Trascorso circa un decennio di caratterizzazioni di buon livello in film di vario genere – nessuna delle quali, però, particolarmente importante – nel 1967 prese parte, nel ruolo di un burbero generale, al kolossal bellico Quella sporca dozzina, diretto nuovamente da Robert Aldrich, il regista che fece di lui il suo attore feticcio facendolo recitare in ben sette film, fra i quali il capolavoro del 1973 L’imperatore del Nord, in cui Borgnine diede vita al personaggio del capotreno, sadico e crudele ma non privo di un personale senso dell’onore: il suo duello fisico e recitativo con il re dei clandestini Lee Marvin, sullo sfondo della Grande Depressione, passò alla storia come una pagina di grande cinema epico. Folgorante fu il suo incontro con Sam Peckinpah, che gli affidò il ruolo del braccio destro di William Holden, cinico e fatalista nonché velatamente omosessuale, nel capolavoro western Il mucchio selvaggio (1969) e quello dell’irridente sceriffo Dirty Lyle, nemesi di Kris Kristofferson/Rubber Duck, in Convoy – Trincea d’asfalto (1978).

Altri personaggi memorabili, all’insegna di un istrionismo mai eccessivo e di un’espressività senza rivali, furono il feroce gangster de I sei della grande rapina (1968) di Gordon Flemyng, il capufficio carogna di Willard e i topi (1971) di Daniel Mann, il giornalista ficcanaso di The Black Hole (1979) di Gary Nelson e, soprattutto, il taxista bombarolo di 1997 – Fuga da New York (1981) di John Carpenter.

Dagli anni Ottanta in poi, ormai raggiunta la terza età, Borgnine faticò a trovare ruoli all’altezza del suo talento, pur restando attivissimo sia sul grande che sul piccolo schermo. Nel 2002, anno in cui fu festeggiato dal comune di Carpi, città d’origine di sua madre, con un festival cinematografico a lui dedicato, fu scelto da Sean Penn come protagonista dell’episodio americano del film collettivo 11 settembre 2001, confermando il suo immenso talento nel toccante ritratto di un anziano perso nel ricordo della moglie defunta. Un ruolo simile, interpretato nella stagione finale di ER, all’età di novantadue anni, gli valse nel 2009 la candidatura al premio Emmy, la terza in trent’anni, dopo quelle ottenute per i TV-movies Niente di nuovo sul fronte occidentale (1979) e A Grandpa for Christmas (2007).

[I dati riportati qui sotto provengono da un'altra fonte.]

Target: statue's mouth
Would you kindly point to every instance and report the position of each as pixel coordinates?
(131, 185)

Ormai consolidatosi nel ruolo di memoria storica del cinema hollywoodiano – non a caso una delle sue ultime apparizioni è stata nel film RED (2010), tratto da una graphic novel di Warren Ellis, nella parte di un archivista – si è congedato dal cinema, e dalla vita, con il personaggio del malinconico deejay radiofonico protagonista di The Man who shook the Hand of Vicente Fernandez (2012).

La sua inconfondibile risata, sardonica e sprezzante eppure così umana, riecheggia ora da qualche parte, tra le nuvole, qualche metro sopra la collina di Hollywood, a ricordarci quanto si possa essere grandi pur restando profondamente normali.